If you can't control what the application puts in that column, I would opt for the DBA solution - DBA solutions are defined as those a DBA has to do to work around the inadequacies of their users :-).
Create two new columns in that table and make an insert/update trigger which will populate them with the two reasons that a user puts into the original column.
Then query those two new columns for specific values rather than trying to split apart the old column.
This means that the cost of splitting is only on row insert/update, not on _every single select`, amortising that cost efficiently.
Still, my answer is to re-do the schema. That will be the best way in the long term in terms of speed, readable queries and maintainability.
I hope you are just maintaining the code and it's not a brand new implementation.
Please consider to use a different approach using a support table like this:
JOBS TABLE
jobID | userID
--------------
1 | user13
2 | user32
3 | user44
--------------
PENDING TABLE
pendingID | pendingText
---------------------------
01 | Not Enough Info
02 | Not Enough Time
---------------------------
JOB_PENDING TABLE
jobID | pendingID
-----------------
1 | 01
1 | 02
2 | 01
3 | 03
3 | 01
-----------------
You can easily query this tables using JOIN or subqueries.

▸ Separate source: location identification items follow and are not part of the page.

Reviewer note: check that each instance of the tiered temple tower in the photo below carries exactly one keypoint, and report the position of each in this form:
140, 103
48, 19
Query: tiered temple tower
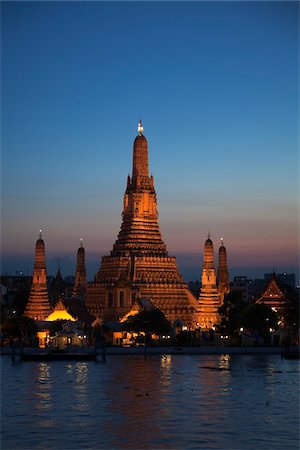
80, 274
57, 287
38, 306
223, 275
139, 264
209, 297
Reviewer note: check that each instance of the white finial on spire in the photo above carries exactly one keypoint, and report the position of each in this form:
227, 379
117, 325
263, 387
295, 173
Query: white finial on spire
140, 127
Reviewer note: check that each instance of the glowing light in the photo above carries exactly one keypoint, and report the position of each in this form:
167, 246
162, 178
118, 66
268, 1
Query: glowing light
140, 127
60, 315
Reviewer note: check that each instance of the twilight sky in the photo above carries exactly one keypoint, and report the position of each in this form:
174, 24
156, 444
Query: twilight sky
216, 85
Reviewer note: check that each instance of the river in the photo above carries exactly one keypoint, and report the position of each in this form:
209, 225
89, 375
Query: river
244, 402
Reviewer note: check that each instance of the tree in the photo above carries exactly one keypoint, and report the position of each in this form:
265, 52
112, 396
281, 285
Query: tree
153, 321
231, 312
291, 314
20, 327
260, 317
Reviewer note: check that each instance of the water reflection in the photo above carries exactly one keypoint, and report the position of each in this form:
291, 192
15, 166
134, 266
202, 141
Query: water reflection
176, 402
43, 391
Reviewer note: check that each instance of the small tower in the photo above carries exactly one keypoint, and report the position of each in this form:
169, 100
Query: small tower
57, 287
209, 298
223, 275
80, 274
38, 306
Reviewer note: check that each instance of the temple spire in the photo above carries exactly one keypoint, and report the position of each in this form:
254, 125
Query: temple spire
38, 306
140, 127
223, 275
140, 158
209, 297
80, 274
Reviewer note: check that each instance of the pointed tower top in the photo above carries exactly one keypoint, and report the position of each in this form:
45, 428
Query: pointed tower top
140, 128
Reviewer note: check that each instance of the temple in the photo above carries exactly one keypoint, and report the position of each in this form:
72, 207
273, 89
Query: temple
222, 275
80, 274
209, 298
139, 265
38, 306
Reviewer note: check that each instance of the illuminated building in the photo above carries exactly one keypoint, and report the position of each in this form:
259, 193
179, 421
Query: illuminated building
57, 288
274, 295
209, 298
223, 275
80, 274
38, 306
139, 264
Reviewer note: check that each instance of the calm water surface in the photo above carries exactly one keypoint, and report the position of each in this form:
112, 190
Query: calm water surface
167, 402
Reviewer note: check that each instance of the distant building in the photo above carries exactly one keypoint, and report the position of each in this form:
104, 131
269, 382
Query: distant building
274, 294
209, 298
240, 284
284, 278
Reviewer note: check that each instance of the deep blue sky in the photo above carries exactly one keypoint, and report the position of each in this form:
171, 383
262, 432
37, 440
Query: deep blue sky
216, 85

If you need retro-compatibility on your software you can add a view to reach this goal.
I have a tables like:
Events
---------
eventId int
eventTypeIds nvarchar(50)
...
EventTypes
--------------
eventTypeId
Description
...
Each Event can have multiple eventtypes specified.
All I do is write 2 procedures in my site code, not SQL code
One procedure converts the table field (eventTypeIds) value like "3,4,15,6" into a ViewState array, so I can use it any where in code.
This procedure does the opposite it collects any options your checked and converts it in
If changing the schema is an option (which it probably should be) shouldn't you implement a many-to-many relationship here so that you have a bridging table between the two items? That way, you would store the number and its wording in one table, jobs in another, and "failure reasons for jobs" in the bridging table...
Have a look at a similar question I answered here
;WITH Numbers AS
(
SELECT ROW_NUMBER() OVER(ORDER BY (SELECT 0)) AS N
FROM JobId
),
Split AS
(
SELECT JOB_NUMBER, USER_ASSIGNED, SUBSTRING(PENDING_INFO, Numbers.N, CHARINDEX(',', PENDING_INFO + ',', Numbers.N) - Numbers.N) AS PENDING_NUM
FROM JobId
JOIN Numbers ON Numbers.N <= DATALENGTH(PENDING_INFO) + 1
AND SUBSTRING(',' + PENDING_INFO, Numbers.N, 1) = ','
)
SELECT *
FROM Split JOIN Pending ON Split.PENDING_NUM = Pending.PENDING_NUM
The basic idea is that you have to multiply each row as many times as there are PENDING_NUMs. Then, extract the appropriate part of the string
While I agree with DBA perspective not to store multiple values in a single field it is doable, as bellow, practical for application logic and some performance issues. Let say you have 10000 user groups, each having average 1000 members. You may want to have a table user_groups with columns such as groupID and membersID. Your membersID column could be populated like this:
(',10,2001,20003,333,4520,') each number being a memberID, all separated with a comma. Add also a comma at the start and end of the data. Then your select would use like '%,someID,%'.
If you can not change your data ('01,02,03') or similar, let say you want rows containing 01 you still can use " select ... LIKE '01,%' OR '%,01' OR '%,01,%' " which will insure it match if at start, end or inside, while avoiding similar number (ie:101).